The type of predefined worker that is allocated when a job runs. Accepts a value of G.1X, G.2X, G.4X, or G.8X for Spark jobs. Accepts the value Z.2X for Ray notebooks.

  • For the G.1X worker type, each worker maps to 1 DPU (4 vCPUs, 16 GB of memory) with 84GB disk (approximately 34GB free), and provides 1 executor per worker. We recommend this worker type for workloads such as data transforms, joins, and queries, to offers a scalable and cost effective way to run most jobs.

  • For the G.2X worker type, each worker maps to 2 DPU (8 vCPUs, 32 GB of memory) with 128GB disk (approximately 77GB free), and provides 1 executor per worker. We recommend this worker type for workloads such as data transforms, joins, and queries, to offers a scalable and cost effective way to run most jobs.

  • For the G.4X worker type, each worker maps to 4 DPU (16 vCPUs, 64 GB of memory) with 256GB disk (approximately 235GB free), and provides 1 executor per worker. We recommend this worker type for jobs whose workloads contain your most demanding transforms, aggregations, joins, and queries. This worker type is available only for Glue version 3.0 or later Spark ETL jobs in the following Amazon Web Services Regions: US East (Ohio), US East (N. Virginia), US West (Oregon), Asia Pacific (Singapore), Asia Pacific (Sydney), Asia Pacific (Tokyo), Canada (Central), Europe (Frankfurt), Europe (Ireland), and Europe (Stockholm).

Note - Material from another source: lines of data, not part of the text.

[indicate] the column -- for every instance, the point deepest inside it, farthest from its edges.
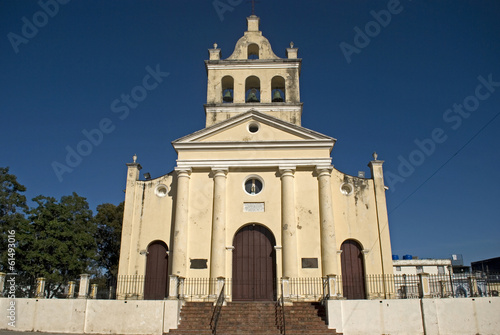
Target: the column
(2, 283)
(382, 216)
(40, 287)
(327, 227)
(83, 290)
(218, 257)
(93, 291)
(288, 223)
(179, 250)
(71, 290)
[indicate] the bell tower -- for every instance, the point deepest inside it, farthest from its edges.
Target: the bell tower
(253, 78)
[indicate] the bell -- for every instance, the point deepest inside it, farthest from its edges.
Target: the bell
(252, 97)
(227, 96)
(277, 96)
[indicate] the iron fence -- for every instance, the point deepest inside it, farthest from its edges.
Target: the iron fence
(373, 286)
(130, 287)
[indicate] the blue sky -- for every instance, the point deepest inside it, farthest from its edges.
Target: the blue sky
(400, 78)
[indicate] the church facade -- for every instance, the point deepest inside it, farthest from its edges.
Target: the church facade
(254, 201)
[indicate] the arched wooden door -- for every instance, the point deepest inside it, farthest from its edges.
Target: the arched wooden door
(156, 283)
(254, 264)
(353, 270)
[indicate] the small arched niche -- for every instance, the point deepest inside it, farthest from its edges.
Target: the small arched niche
(252, 89)
(227, 84)
(278, 93)
(253, 51)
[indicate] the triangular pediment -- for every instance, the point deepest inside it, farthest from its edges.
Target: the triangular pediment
(254, 126)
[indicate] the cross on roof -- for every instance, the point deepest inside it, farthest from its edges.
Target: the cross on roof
(253, 5)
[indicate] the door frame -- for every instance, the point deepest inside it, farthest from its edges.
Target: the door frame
(152, 288)
(350, 271)
(272, 282)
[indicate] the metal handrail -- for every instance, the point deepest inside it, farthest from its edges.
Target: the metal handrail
(280, 313)
(217, 309)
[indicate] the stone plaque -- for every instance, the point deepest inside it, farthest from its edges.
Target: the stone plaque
(309, 263)
(198, 263)
(253, 207)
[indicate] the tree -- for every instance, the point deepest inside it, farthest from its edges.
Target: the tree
(58, 241)
(12, 207)
(109, 220)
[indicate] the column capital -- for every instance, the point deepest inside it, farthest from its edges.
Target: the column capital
(323, 170)
(286, 171)
(183, 171)
(219, 172)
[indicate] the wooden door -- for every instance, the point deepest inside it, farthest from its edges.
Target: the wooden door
(353, 272)
(156, 283)
(254, 264)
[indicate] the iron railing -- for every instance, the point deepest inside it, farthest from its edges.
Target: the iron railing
(280, 312)
(397, 286)
(217, 309)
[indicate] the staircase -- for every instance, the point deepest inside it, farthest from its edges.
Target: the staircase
(255, 318)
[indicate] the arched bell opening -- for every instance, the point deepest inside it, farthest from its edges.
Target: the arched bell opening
(278, 89)
(253, 51)
(227, 84)
(252, 89)
(156, 281)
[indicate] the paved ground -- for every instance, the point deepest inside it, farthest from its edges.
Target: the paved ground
(9, 332)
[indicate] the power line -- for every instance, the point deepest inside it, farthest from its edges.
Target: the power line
(449, 159)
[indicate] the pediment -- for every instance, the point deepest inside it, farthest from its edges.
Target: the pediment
(253, 127)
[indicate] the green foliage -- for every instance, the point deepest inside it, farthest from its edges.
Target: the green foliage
(12, 205)
(58, 242)
(109, 229)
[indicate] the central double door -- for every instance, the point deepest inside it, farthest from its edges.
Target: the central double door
(254, 264)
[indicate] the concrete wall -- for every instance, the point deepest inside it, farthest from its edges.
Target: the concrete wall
(415, 316)
(83, 316)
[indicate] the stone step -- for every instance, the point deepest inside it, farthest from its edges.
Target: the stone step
(253, 318)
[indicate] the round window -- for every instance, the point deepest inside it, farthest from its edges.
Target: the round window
(346, 188)
(161, 190)
(253, 185)
(253, 127)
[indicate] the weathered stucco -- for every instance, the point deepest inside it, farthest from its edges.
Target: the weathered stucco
(310, 207)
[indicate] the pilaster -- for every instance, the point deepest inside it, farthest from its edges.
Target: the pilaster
(288, 223)
(327, 226)
(218, 258)
(382, 216)
(179, 250)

  • For the G.8X worker type, each worker maps to 8 DPU (32 vCPUs, 128 GB of memory) with 512GB disk (approximately 487GB free), and provides 1 executor per worker. We recommend this worker type for jobs whose workloads contain your most demanding transforms, aggregations, joins, and queries. This worker type is available only for Glue version 3.0 or later Spark ETL jobs, in the same Amazon Web Services Regions as supported for the G.4X worker type.

  • For the Z.2X worker type, each worker maps to 2 M-DPU (8vCPUs, 64 GB of memory) with 128 GB disk (approximately 120GB free), and provides up to 8 Ray workers based on the autoscaler.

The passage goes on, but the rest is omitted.